Working with Streaming Output#

The microservice supports streaming output for both chat completions and completions.

Configuration#

You must enable streaming support in your guardrails configuration. The key fields are streaming.enabled set to True, and the chunk_size, context_size, and stream_first configurable fields.

config.yml

rails:
  output:
    flows:
      - ...
    streaming:
      enabled: True
      chunk_size: 200
      context_size: 50
      stream_first: True

JSON

"rails": {
  "output": {
    "flows": [
       "..."
    ],
    "streaming": {
      "enabled": "True",
      "chunk_size": 200,
      "context_size": 50,
      "stream_first": "True"
    }
  }
}

For information about the fields, refer to streaming output configuration in the NeMo Guardrails Toolkit documentation.

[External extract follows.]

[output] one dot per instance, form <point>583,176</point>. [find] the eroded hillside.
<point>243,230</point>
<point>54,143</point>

For information about managing guardrails configuration, refer to the demonstration guardrail configuration, demo-self-check-input-output, from create a guardrail configuration.

Performance Comparison#

The primary purpose of streaming output is to reduce the time-to-first-token (TTFT) of the LLM response. The following table shows some timing results for 20 requests using the GPT 4o model from OpenAI with and without streaming output and a very basic timing script.

Configuration	Mean TTFT	Median TTFT	Stdev	Min TTFT	Max TTFT
Streaming enabled	0.5475	0.5208	0.1248	0.4241	0.9287
Streaming disabled	3.6834	3.6127	1.6949	0.4487	7.4227

The streaming enabled configuration is faster by 85.14%, on average, and has more consistent performance, as shown by the lower standard deviation, 0.1248 versus 1.6949.

The streaming configuration used the default configuration values: chunk_size: 200, context_size: 50, and stream_first: True.

Detecting Blocked Content in Streaming Output#

The microservice applies guardrail checks on chunks of tokens as they are streamed from the LLM. If a chunk of tokens is blocked, the microservice returns a response in the following format:

{"error":{"message":"Blocked by <rail-name>","type":"guardrails_violation","param":"<rails-name>","code":"content_blocked"}}

Chat Completions with Streaming#

Choose one of the following options of running chat completions with streaming output.

Python SDK

Set up a NeMoMicroservices client instance using the base URL of the NeMo Guardrails microservice and perform the task as follows.

import os
from nemo_microservices import NeMoMicroservices

client = NeMoMicroservices(
    base_url=os.environ["GUARDRAILS_BASE_URL"],
    inference_base_url=os.environ["NIM_BASE_URL"]
)

response = client.guardrail.chat.completions.create(
    model="meta/llama-3.3-70b-instruct",
    messages=[
        {"role": "user", "content": "Tell me about Cape Hatteras National Seashore in 50 words or less."}
    ],
    guardrails={
        "config_id": "demo-self-check-input-output",
    },
    stream=True,
    max_tokens=100
)
for chunk in response:
    print(chunk)

OpenAI

import os
import json

from openai import OpenAI

x_model_authorization = {"X-Model-Authorization": os.environ["NVIDIA_API_KEY"]}

url = f"{os.environ['GUARDRAILS_BASE_URL']}/v1/guardrail"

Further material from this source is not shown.